The world’s emergence from the pandemic offers an opportunity for the investment industry to embark on transformational, rather than just incremental, change. In an impassioned call for a different type of investment, Carol Geremia, president, MFS Investment Management, urged FIS Maastricht delegates to help create a new investment model.
Today’s post pandemic world is a good junction for the investment industry to self-reflect. Investors are now taking five times more risk to get the same return as they were thirty years ago. It’s one of the reasons why the industry is now so vast – that increase in risk requires additional oversight and care allocating capital and ensuring diversification, she said. “No wonder money management has grown so much.”
The explosion in the number of asset allocators over the last 25 years creates an opportunity for asset managers to use their influence positively to create a new model. “The only way to generate returns going forward is to create a system that works,” said Geremia who joined MFS in 1984, where she has spent her entire career to date.
Just moving capital around
Now is the time to examine the structural issues that come with taking risk; explore the limitations of passive capital and argue the case of ESG to be embedded in the investment process. “Do we just move capital around, or do we invest it,” she asked delegates.
The world has moved from shareholder primacy to stakeholder capitalism which requires a different way of operating. “We want companies to focus on stakeholder capital, but they won’t do that unless we operate differently. We are now able to ensure the companies we own take stakeholder capital seriously.” She urged investors to align their operations with purpose, embrace three dimensional investment that integrates risk, return and impact and allocate capital responsibly. “Trust matters; it’s what we sell,” she said.
Extended time horizon
A crucial component in building a better system involves extending investment time horizons. Many organizations have embedded short-term incentives within their organizations: although they espouse long-term horizons, in reality an overwhelming focus on three year performance records means they typically hold a single stock on average for just a few years. This means capital is not being committed for long enough to have any impact on the transition. “The only way to manage risk is to extend time horizons,” she said.

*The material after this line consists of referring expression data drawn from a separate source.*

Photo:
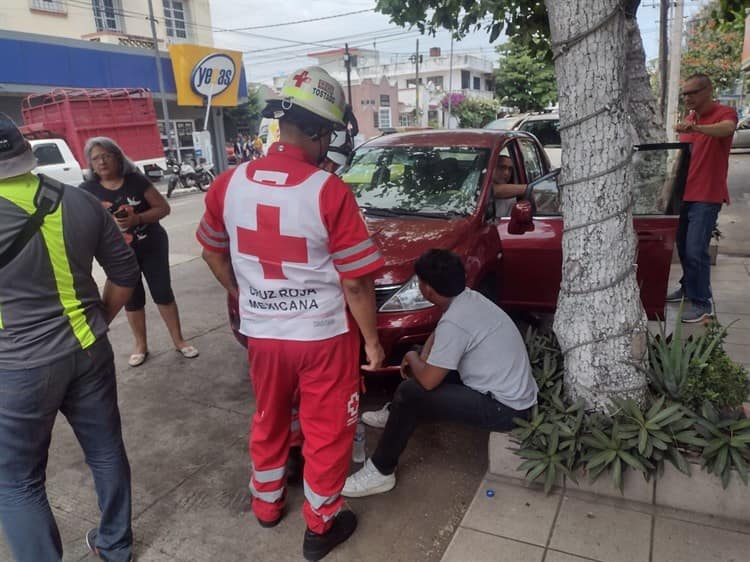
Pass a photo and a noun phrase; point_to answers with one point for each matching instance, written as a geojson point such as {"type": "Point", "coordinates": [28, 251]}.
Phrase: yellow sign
{"type": "Point", "coordinates": [203, 73]}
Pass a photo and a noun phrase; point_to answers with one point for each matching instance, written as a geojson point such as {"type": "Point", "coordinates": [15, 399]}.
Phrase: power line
{"type": "Point", "coordinates": [298, 21]}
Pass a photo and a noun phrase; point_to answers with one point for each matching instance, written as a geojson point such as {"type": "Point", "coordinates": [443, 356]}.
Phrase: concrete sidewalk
{"type": "Point", "coordinates": [518, 523]}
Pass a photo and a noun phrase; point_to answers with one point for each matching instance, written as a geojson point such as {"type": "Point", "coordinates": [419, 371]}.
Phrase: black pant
{"type": "Point", "coordinates": [450, 401]}
{"type": "Point", "coordinates": [152, 253]}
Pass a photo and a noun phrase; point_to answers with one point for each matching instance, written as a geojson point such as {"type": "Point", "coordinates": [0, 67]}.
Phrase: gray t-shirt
{"type": "Point", "coordinates": [477, 339]}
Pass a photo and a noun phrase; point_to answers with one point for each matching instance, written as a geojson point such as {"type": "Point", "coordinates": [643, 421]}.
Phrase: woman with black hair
{"type": "Point", "coordinates": [137, 207]}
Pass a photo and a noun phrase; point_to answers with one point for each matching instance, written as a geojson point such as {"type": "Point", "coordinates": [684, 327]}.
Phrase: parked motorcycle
{"type": "Point", "coordinates": [187, 174]}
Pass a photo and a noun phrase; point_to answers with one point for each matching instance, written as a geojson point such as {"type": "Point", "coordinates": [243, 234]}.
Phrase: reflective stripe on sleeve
{"type": "Point", "coordinates": [352, 250]}
{"type": "Point", "coordinates": [265, 476]}
{"type": "Point", "coordinates": [360, 263]}
{"type": "Point", "coordinates": [268, 497]}
{"type": "Point", "coordinates": [52, 231]}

Investors need to re-think how they measure performance. If investors are going to engage with companies and try and influence the transition, it requires committing capital for longer, rethinking the ideal time to hold equity. If companies don’t change, active investors can withdraw capital. In this way, companies will have to compete for finance based on their sustainability credentials.
Extending investment time horizons requires difficult conversations and inclusive leadership. Leaders need to challenge incentives, get out of their comfort zones and build alliances with new stakeholders. This includes building new relationships with regulators. “I have never spoken to regulators as much as I do today,” she said.
Rather than argue hard with regulators to protect their own business, she urged delegates to explain to regulators how they planned to change their behaviour to better serve the people they represent. Regulators don’t want to hear that it is hard for investors; they want to hear new ideas and how to change the model, she said. She urged investors to stop “whining” about regulation but welcome it. “The cost of inaction is catastrophic and a challenge to our survival.”
Limitations to passive capital
Geremia also noted the increasing limitation of passive capital to influence net zero targets and push sustainability. Increasingly, investors will need to know what they own and who they are lending to. “Bad” companies or companies that are not on a sustainable trajectory, should struggle to access capital. “Sustainability applies to every company in the world. Should all companies get money all the time? I’d say ‘no’.”
Geremia concluded that this approach isn’t about putting companies out of business. However, investors should talk to companies about where, and how, they are making money and insist they are not short term when it comes to measuring results. Investors should demand honest conversations and data drawn from a full market cycle, she concluded.